0.929047619047619 {'ovr_svm_clf_poly__estimator__C': 50, 'ovr_svm_clf_poly__estimator__degree': 3, 'ovr_svm_clf_poly__estimator__gamma': 0.005}
0.9295238095238095 {'ovr_svm_clf_poly__estimator__C': 50, 'ovr_svm_clf_poly__estimator__degree': 3, 'ovr_svm_clf_poly__estimator__gamma': 0.006}
0.9295238095238095 {'ovr_svm_clf_poly__estimator__C': 50, 'ovr_svm_clf_poly__estimator__degree': 3, 'ovr_svm_clf_poly__estimator__gamma': 0.006125}
0.9176190476190477 {'ovr_svm_clf_poly__estimator__C': 50, 'ovr_svm_clf_poly__estimator__degree': 5, 'ovr_svm_clf_poly__estimator__gamma': 0.005}
0.9176190476190477 {'ovr_svm_clf_poly__estimator__C': 50, 'ovr_svm_clf_poly__estimator__degree': 5, 'ovr_svm_clf_poly__estimator__gamma': 0.006}
0.9176190476190477 {'ovr_svm_clf_poly__estimator__C': 50, 'ovr_svm_clf_poly__estimator__degree': 5, 'ovr_svm_clf_poly__estimator__gamma': 0.006125}
0.929047619047619 {'ovr_svm_clf_poly__estimator__C': 10, 'ovr_svm_clf_poly__estimator__degree': 3, 'ovr_svm_clf_poly__estimat

#Train Poly model using best parameter
Note: now we use 90% of our data to train Poly model (test_size=0.1).

In [39]:

poly_kernel_svm_clf = Pipeline([
    ("scaler", StandardScaler()),
    ("ovr_svm_clf", OneVsRestClassifier(SVC(kernel='poly',degree=3, coef0=1, C=50, random_state=42, gamma=0.006)))
])
poly_kernel_svm_clf.fit(X_train, y_train)
y_pred = poly_kernel_svm_clf.predict(X_test)
accuracy_score(y_test, y_pred)

0.9821428571428571

# Conclusion
Based on my tuning by GridSearchCV, we found each best parameters for Polynomial Model and RBF Model. 

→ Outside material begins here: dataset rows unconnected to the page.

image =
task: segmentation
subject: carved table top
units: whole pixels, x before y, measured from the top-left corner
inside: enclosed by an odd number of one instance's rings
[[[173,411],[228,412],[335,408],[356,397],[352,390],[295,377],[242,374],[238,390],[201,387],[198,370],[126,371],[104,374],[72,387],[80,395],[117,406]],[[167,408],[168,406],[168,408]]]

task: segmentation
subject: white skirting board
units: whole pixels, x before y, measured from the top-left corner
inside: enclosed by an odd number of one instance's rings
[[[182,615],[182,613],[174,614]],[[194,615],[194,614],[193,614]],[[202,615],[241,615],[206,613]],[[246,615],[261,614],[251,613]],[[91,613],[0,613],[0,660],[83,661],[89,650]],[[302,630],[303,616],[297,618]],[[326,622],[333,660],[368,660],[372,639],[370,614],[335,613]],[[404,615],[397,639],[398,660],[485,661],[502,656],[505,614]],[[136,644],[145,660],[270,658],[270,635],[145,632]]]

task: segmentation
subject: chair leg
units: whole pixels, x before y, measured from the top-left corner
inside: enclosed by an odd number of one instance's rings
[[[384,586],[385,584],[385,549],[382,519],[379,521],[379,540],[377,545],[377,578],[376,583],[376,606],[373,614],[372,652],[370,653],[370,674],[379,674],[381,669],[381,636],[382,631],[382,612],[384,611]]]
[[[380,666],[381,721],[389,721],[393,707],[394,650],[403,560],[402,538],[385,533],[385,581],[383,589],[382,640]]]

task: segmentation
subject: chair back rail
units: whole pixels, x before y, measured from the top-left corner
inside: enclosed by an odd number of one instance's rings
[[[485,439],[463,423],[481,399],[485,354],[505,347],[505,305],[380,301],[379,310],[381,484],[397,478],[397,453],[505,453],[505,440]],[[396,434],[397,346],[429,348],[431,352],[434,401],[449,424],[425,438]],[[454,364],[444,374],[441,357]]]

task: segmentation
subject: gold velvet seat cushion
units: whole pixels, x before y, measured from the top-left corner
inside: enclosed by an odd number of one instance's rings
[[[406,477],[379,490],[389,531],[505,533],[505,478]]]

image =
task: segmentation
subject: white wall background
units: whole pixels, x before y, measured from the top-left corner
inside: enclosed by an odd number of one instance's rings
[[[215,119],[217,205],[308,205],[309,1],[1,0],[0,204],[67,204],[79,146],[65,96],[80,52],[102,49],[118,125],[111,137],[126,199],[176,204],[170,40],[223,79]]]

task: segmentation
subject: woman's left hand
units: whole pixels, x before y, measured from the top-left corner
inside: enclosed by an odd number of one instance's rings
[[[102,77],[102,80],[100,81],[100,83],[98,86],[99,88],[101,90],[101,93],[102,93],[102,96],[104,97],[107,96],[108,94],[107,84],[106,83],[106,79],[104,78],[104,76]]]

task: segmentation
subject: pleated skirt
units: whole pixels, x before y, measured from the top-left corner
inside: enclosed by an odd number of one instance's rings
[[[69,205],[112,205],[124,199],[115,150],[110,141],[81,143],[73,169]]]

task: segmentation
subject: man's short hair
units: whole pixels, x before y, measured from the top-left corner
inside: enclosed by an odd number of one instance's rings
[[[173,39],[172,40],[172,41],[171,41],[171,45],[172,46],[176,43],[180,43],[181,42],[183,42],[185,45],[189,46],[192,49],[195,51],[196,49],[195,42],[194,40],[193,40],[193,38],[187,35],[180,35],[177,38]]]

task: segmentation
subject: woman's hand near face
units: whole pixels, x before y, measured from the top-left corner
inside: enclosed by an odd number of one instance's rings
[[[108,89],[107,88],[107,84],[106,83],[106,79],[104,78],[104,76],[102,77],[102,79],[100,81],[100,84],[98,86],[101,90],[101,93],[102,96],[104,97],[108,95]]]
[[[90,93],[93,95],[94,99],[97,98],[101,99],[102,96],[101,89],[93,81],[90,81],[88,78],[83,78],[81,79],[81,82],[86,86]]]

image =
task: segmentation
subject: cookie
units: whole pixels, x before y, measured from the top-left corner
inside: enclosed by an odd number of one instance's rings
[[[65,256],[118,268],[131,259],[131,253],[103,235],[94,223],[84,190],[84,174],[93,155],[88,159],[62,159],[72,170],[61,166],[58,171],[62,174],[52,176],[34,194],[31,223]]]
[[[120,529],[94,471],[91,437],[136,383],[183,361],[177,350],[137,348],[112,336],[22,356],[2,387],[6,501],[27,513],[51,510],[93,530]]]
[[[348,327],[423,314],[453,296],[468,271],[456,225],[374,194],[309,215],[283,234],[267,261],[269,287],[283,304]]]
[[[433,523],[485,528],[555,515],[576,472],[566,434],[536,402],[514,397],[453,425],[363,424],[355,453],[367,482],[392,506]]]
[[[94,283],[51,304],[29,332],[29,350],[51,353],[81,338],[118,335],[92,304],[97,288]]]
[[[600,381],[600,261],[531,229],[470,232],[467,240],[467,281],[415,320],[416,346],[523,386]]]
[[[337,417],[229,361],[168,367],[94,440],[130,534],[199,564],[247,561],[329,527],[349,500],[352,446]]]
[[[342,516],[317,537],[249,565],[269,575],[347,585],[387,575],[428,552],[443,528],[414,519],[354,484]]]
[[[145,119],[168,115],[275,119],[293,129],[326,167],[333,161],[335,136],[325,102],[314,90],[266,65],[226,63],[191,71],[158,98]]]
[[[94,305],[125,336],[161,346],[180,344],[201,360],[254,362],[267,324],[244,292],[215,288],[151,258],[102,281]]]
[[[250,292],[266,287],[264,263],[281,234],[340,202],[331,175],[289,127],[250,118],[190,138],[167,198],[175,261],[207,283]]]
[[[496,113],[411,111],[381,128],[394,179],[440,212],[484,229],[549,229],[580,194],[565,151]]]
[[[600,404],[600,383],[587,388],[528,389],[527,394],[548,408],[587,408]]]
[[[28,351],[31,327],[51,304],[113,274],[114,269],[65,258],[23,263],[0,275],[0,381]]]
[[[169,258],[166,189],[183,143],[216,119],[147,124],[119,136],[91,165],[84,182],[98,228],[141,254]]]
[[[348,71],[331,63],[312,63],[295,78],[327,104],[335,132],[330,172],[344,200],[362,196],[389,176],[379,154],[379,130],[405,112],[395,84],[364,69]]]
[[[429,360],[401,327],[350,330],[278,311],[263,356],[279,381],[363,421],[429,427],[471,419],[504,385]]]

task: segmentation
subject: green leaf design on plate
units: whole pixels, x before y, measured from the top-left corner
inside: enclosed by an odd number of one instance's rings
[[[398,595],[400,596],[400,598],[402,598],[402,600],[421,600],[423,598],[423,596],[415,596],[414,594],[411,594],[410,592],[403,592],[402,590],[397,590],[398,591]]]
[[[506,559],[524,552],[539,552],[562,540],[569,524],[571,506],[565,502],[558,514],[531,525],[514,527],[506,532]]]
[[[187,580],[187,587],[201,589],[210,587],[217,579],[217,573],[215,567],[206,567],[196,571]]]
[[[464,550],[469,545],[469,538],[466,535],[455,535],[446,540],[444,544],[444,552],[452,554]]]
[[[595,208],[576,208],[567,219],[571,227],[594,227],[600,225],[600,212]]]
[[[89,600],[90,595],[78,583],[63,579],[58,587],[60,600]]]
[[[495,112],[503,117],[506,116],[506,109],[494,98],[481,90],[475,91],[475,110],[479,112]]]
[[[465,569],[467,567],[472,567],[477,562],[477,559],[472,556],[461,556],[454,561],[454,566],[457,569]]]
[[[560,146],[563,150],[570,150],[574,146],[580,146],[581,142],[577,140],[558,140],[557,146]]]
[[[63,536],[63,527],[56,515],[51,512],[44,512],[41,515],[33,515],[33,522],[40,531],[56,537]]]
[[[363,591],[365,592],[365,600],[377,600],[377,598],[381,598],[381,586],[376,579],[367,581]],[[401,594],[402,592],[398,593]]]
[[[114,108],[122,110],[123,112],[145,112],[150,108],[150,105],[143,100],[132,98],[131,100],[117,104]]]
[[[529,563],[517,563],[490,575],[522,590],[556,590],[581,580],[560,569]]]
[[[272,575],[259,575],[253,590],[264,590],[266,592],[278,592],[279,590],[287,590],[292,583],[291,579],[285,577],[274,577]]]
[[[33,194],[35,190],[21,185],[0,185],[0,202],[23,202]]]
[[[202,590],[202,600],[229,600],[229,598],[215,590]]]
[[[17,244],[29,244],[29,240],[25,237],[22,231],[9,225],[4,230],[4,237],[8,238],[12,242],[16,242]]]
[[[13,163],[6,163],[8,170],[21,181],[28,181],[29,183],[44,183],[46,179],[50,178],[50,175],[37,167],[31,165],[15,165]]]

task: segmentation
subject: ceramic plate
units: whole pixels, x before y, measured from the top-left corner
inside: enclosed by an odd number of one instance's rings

For Polynomial Model, the best parameter is degree=3, C=50, and gamma=0.006. The accuracy for this parameter is 98.21%. 

For RBF Model, the best parameter is C=50 and gamma=0.001. The accuracy for this parameter is 97.54%. 

In conclusion, the best model is polynomial model with degree=3, C=50, and gamma=0.006, which has the highest accuracy score 98.21%.